Dusk settled upon the forest of Satpura. Pandora the pangolin stirred inside a deep, soft burrow. He crawled out of his underground home gingerly. His long snout sniffed the air outside. It was heavy with the fragrance of mahua, sal, ripe stone-apple.
'Ooh slugs?' he thought to himself as he caught a faint, delicious whiff of something familiar.
He shook the last remnants of sleep out of his spiky, grey scales. Then he stood on his hind legs and took a deep breath. Wasn’t it lovely? Just to be alive on a beautiful day like this.
The forest was abuzz with the sound of crickets starting their evening orchestra. It would be a while before the frogs would flaunt their pipes and upstage them as the singers of the forest. Their glory days would have to wait until the rains.
'Hello' said Pandora, to the last bees returning to their hive after a busy day of collecting honey.
'Gzzzoood evening…or izzz it a gzoood morning?' said the busy bees, not stopping for an answer.
Their day was almost over and Pandora’s had just begun.
He was up at night with the moon and the stars. Fast asleep during the day.
Something slithered in a bed of freshly fallen tendu leaves.

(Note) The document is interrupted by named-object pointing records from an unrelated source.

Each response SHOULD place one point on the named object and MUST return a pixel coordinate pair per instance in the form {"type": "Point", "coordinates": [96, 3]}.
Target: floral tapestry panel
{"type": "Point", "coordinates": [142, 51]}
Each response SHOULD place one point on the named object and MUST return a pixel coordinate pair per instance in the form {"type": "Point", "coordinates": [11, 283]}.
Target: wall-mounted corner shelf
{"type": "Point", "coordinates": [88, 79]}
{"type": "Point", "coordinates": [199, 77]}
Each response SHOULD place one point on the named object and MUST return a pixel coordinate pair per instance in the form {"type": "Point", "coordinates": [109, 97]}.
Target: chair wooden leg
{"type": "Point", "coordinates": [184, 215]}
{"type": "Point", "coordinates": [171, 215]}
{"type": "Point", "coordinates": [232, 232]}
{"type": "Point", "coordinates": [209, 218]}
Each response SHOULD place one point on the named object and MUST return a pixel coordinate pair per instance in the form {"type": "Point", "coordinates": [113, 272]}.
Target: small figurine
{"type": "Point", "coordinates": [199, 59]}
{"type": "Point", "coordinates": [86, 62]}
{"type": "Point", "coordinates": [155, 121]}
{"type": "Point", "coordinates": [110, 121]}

'Mmm……earthworms!' Pandora’s eyes sparkled.
He trudged up to a rotting log and poked it with a long, slender finger. Nothing came out. Then he flicked his sticky tongue into a hole in it. Still nothing.
The ant castle next to Pandora’s burrow was empty.
Its residents were in Pandora’s belly. Most of them anyway.
The others had scurried away with their lives, as fast as their six legs could carry them.
‘Chewchewchew……Krrrrstckrrrrrr’.
Pandora’s stomach was talking again. It had been many hours since his last brinner. What’s that? A dinner that’s also a breakfast.
‘Some beetle juice would be so lovely’ Pandora said to no one in particular. But a dung beetle passing by heard him and hastened its pace.
No one wanted to be brinner for a toothless animal. You went down the food pipe and swam around in the stomach for eternity, till the stomach juices did what they do and well…that’s a story for another day.
Pandora tapped on another tree’s bark hoping for a feast of termites to crawl out. No luck.
He could eat up to seventy million insects a year. Termites were his favourites. You could call him the pest control officer of the forest.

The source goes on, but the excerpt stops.